AVRUPA BİRLİĞİ ÜLKELERİNDEKİ SİYASAL KATILIM VE YÖNETİŞİM PLATFORMLARI UYGULAMALARININ İNCELENMESİ VE ESKİŞEHİR UYGULAMASININ GERÇEKLEŞTİRİLMESİ


Akdemir E. (Yürütücü)

Yükseköğretim Kurumları Destekli Proje, 2019 - 2020

  • Proje Türü: Yükseköğretim Kurumları Destekli Proje
  • Başlama Tarihi: Aralık 2019
  • Bitiş Tarihi: Ekim 2020

Proje Özeti

Belirli bir ülke ve toplum içerisinde yaşayan insanların hepsinin aynı şekilde düşünmelerini, aynı yaşam pratiklerini gerçekleştirmelerini, aynı çıkarlar peşinde koşmalarını ve aynı tercihlerde bulunmalarını beklemek mümkün değildir.  Bu itibarla bir toplumun bütün üyelerinin fikir birliği içerisinde olmasını beklemek de mümkün değildir. Kabul etmek gerekir ki, bir toplum içerisindeki bireylerin beklentileri ve çıkarları birbirinden farklıklar arz etmektedir. Bu da çoğulcu siyasal sistemler bakımdan olağan bir durumdur.
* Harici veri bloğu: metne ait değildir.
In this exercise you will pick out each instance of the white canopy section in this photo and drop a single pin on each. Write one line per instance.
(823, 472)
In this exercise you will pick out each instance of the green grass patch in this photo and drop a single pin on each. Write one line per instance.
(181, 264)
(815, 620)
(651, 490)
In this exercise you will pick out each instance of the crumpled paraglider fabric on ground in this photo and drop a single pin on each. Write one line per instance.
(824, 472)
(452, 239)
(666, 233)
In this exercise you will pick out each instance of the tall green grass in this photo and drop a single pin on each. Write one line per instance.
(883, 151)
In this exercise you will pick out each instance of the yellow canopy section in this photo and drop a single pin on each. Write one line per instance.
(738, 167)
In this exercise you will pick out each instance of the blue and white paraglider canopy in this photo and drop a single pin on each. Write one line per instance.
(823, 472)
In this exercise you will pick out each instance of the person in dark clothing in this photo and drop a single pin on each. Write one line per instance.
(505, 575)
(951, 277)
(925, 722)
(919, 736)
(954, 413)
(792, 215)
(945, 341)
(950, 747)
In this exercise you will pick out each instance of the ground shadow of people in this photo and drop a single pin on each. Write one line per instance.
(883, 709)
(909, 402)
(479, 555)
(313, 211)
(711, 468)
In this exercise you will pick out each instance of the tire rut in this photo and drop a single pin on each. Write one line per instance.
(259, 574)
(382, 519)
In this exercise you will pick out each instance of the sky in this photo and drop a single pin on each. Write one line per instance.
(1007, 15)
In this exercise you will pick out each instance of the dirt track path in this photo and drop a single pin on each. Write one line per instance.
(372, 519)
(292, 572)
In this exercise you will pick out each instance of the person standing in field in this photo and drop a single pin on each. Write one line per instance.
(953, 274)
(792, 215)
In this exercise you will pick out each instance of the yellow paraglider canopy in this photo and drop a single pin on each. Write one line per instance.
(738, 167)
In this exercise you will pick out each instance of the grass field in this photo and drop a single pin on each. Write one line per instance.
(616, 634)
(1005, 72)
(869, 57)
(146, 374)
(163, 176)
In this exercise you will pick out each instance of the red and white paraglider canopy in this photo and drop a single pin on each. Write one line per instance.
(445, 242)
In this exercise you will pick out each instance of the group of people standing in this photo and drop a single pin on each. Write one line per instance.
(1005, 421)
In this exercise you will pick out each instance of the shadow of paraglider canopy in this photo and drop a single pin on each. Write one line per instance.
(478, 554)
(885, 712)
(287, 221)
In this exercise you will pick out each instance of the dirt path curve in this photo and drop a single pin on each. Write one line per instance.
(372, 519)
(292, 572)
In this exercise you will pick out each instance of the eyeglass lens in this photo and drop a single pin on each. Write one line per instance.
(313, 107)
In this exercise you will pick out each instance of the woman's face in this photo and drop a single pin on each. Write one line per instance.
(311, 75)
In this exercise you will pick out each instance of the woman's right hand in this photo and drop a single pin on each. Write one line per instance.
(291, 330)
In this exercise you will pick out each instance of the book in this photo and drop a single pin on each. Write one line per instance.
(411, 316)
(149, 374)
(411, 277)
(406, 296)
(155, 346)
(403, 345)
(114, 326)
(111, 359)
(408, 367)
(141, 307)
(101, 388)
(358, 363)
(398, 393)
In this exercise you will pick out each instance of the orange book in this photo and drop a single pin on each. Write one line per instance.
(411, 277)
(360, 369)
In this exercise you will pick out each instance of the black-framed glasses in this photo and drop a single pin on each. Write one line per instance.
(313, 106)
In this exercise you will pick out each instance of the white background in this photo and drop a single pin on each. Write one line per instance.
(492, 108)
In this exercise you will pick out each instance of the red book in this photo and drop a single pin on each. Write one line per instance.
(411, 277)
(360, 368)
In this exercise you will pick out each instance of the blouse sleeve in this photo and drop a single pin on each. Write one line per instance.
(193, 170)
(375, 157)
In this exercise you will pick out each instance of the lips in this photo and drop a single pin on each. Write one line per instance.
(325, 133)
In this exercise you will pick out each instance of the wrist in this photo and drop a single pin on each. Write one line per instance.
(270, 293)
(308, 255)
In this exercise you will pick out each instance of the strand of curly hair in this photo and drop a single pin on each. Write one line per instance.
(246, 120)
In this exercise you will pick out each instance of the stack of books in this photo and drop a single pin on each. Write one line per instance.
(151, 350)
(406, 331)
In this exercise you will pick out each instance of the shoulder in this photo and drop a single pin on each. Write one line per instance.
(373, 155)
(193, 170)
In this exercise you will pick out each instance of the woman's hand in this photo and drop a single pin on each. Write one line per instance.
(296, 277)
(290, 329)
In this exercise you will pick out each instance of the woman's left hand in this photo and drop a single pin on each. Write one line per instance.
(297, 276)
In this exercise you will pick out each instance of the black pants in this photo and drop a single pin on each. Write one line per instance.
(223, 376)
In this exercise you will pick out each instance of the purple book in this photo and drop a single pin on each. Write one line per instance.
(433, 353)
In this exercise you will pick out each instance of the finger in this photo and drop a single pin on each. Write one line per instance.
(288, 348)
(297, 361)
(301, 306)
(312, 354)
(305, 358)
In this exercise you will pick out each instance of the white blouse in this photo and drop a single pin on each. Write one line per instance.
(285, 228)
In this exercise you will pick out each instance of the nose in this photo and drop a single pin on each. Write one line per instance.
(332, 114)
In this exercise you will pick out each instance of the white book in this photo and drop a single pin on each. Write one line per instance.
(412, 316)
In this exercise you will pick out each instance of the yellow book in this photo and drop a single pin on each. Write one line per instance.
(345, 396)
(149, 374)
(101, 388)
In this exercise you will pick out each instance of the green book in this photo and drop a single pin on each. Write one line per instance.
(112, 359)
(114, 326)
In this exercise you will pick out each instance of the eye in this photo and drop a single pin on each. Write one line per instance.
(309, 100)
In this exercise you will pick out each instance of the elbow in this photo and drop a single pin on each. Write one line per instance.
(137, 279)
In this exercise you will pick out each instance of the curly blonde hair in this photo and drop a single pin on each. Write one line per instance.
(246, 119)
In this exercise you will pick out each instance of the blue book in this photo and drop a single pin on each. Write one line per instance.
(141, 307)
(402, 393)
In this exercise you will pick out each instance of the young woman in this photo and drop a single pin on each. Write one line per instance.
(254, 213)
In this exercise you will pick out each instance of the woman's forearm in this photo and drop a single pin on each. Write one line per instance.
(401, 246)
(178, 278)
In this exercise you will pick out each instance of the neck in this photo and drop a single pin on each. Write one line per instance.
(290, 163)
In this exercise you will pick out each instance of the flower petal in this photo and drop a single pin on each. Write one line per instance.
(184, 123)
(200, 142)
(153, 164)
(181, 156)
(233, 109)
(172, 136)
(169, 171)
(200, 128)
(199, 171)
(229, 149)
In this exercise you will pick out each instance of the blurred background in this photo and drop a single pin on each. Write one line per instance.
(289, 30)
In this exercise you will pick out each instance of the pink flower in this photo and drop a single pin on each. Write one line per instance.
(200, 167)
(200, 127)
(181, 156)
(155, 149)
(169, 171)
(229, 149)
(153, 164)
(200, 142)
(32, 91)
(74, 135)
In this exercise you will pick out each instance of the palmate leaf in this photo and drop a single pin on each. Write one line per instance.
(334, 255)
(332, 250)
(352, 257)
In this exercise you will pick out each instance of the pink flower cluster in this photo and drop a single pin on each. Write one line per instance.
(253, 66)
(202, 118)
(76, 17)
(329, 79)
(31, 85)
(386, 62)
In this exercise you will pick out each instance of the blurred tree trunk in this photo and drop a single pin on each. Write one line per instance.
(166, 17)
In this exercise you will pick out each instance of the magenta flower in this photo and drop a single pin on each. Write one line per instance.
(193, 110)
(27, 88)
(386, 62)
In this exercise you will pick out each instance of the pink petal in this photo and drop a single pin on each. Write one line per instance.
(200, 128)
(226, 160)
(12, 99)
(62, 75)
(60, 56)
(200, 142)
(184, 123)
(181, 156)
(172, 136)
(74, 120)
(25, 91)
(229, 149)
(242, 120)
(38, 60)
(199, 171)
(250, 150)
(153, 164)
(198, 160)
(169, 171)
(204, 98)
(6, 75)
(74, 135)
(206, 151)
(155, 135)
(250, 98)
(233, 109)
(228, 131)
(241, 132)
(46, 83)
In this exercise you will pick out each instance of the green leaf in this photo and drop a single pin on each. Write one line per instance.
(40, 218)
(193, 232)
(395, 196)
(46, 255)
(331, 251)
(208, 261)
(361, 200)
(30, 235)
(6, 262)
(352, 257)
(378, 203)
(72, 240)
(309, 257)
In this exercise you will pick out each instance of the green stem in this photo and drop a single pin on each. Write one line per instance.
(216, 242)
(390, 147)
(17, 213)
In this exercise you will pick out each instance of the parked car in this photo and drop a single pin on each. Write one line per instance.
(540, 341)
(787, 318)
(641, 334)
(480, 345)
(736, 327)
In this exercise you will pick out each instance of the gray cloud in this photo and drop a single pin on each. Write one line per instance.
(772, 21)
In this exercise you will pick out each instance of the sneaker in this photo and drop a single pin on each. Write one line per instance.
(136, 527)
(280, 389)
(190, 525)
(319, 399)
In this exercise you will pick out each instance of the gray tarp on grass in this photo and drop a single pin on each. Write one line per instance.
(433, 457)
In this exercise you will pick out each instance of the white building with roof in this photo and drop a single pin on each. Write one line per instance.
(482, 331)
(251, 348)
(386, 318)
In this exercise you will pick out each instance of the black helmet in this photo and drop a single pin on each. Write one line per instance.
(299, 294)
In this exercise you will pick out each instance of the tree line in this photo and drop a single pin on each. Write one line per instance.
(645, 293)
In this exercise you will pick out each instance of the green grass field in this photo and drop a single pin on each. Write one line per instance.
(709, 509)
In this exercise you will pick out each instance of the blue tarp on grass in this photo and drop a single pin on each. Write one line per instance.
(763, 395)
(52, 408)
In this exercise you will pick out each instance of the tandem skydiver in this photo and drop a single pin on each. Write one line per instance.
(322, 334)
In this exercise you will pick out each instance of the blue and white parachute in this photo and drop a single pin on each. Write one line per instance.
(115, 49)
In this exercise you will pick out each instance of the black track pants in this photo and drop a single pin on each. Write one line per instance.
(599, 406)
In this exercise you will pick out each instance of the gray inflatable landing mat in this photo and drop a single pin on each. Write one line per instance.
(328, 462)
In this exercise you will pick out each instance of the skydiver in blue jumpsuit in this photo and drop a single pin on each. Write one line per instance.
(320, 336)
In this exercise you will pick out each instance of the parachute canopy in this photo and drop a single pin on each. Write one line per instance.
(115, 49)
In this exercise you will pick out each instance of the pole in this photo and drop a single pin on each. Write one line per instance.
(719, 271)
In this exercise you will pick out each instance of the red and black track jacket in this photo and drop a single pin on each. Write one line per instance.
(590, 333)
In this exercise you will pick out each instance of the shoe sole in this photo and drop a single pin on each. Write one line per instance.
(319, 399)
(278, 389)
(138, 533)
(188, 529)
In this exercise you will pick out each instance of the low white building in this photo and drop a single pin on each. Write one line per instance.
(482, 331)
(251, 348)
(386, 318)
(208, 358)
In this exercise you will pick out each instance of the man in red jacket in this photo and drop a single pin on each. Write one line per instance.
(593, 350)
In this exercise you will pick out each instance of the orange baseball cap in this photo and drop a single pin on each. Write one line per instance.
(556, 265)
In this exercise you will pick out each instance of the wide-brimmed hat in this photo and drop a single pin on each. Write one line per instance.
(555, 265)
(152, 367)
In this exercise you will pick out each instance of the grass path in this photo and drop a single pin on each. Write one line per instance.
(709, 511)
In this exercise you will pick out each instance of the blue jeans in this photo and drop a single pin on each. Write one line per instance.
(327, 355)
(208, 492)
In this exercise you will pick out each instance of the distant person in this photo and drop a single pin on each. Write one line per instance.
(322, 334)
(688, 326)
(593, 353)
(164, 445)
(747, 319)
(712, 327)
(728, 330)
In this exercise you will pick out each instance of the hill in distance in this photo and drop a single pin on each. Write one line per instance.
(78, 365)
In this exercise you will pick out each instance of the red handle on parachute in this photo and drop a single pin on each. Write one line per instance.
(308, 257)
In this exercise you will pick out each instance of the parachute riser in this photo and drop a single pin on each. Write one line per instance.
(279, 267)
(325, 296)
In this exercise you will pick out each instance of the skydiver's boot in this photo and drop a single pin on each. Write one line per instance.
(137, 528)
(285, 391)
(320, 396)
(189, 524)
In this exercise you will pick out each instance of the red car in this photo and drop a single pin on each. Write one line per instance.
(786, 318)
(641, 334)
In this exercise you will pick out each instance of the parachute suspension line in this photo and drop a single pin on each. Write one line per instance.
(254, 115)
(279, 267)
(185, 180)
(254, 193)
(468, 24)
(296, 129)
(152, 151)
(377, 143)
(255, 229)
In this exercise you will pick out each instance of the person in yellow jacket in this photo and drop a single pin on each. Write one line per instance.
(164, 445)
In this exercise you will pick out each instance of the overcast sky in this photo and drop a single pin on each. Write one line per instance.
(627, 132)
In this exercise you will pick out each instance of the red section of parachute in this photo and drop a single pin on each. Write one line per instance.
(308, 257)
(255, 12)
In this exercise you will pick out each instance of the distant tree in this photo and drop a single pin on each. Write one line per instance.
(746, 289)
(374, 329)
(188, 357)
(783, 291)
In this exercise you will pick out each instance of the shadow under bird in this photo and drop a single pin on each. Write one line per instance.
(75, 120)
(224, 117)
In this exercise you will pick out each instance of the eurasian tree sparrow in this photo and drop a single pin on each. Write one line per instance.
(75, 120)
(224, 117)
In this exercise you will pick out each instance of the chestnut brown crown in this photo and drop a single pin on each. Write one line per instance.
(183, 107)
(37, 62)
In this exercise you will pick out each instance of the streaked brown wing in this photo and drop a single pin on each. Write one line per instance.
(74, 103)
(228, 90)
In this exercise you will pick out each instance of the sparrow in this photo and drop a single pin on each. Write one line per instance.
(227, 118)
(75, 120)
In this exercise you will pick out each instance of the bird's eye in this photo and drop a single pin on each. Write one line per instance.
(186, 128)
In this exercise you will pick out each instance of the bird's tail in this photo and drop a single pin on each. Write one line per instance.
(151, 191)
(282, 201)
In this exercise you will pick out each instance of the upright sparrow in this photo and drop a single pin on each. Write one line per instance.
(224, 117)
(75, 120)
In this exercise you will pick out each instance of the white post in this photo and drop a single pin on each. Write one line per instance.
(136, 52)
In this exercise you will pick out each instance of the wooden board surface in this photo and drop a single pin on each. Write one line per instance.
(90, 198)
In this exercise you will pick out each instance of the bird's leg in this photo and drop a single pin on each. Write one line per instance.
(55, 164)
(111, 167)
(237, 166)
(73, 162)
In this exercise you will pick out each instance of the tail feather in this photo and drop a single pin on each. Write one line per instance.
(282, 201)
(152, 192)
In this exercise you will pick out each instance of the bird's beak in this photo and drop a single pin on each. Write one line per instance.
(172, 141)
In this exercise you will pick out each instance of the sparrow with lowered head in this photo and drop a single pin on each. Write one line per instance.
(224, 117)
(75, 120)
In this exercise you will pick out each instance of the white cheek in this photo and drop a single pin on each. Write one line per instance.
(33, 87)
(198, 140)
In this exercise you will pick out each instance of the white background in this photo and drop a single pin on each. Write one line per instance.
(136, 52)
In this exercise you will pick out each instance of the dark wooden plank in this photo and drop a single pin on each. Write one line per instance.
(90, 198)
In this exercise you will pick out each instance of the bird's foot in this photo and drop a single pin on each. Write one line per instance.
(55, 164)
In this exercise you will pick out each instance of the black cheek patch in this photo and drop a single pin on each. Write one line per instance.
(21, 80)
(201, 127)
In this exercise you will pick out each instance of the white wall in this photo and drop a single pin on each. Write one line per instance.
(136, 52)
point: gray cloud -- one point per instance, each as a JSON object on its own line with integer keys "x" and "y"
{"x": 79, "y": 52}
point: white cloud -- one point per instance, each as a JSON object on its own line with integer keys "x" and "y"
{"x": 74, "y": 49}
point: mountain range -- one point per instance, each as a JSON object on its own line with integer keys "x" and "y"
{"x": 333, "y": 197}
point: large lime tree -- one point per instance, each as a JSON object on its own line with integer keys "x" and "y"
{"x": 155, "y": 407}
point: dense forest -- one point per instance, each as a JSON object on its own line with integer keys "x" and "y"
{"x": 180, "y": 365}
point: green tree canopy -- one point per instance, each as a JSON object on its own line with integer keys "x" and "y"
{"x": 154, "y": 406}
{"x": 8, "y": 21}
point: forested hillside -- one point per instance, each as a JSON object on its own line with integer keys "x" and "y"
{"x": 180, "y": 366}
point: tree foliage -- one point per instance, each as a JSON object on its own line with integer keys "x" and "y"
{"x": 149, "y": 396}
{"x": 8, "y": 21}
Beklenmeyen durum ise; bir fikir, tercih ve yaşam pratiğine sahibi olan birisinin başka bir fikir, tercih ve yaşam pratiği olan birisini kabul etmeme, dışlama, yok sayma ve hatta ortadan kaldırma arzusu ya da eylemidir. Öte yandan söz konusu bu farklılıkların toplumda illa gerilim yaratacağını beklemek de toplum içerisinde yaşayan bireylerin can, fikir ve tercih güvenliğini ciddi tehditler altında bırakabilecektir. Bunun önüne geçilebilmesinin en temel yolu ise farklılıkların bir tehdit değil herkesin kendi tercihi olarak kabul edilmesinden, kendi fikir, tercih ve yaşam pratikleri ne kadar değerli ise başka fikir, tercih ve yaşam pratiklerinin de aynı ölçüde değerli olduğunu kabul etmekten geçmektedir. Bunu başarabilmenin en kolay ve geçerli yolu ise ‘başka’, ‘öteki’ya da ‘diğer’ olarak adlandırılan kesim, birey ve toplumsal gruplarla iletişim ve etkileşimin kurulması ve tarafların birbirlerini dinleyebilmesi ve hazmedebilmesidir. Bu iletişim ve etkileşim sayesinde taraflar önyargılarından arınmaya ve karşısındaki anlamaya doğrudan erişebileceklerdir. Böylece de toplum içerisindeki bireyler kendilerini dar ve kapalı alanlara itilmekten kurtararak kendilerine çizilmiş yapay siyasal, sosyal, ekonomik ve kültürel sınırlardan kurtularak birlikte yaşamayı sağlayacak ortak paydaları keşfetmeye başlayacaklardır. Bu keşif de topluma toplumsal huzuru, barışı ve uzlaşıyı getirecektir. Söz konusu ortak paydaların keşif yolu da toplumun tamamını ilgilendiren ortak ekonomik, sosyal, siyasal ve kültürel sorunlara ilişkin hem katılım ve yönetişim ilkelerinin bir arada olduğu çözüm platformlarının ortaya çıkışına hem de bu platformlar aracılığıyla söz konusu sorunlara çözümlerin üretilmesine katkı sağlayacaktır. 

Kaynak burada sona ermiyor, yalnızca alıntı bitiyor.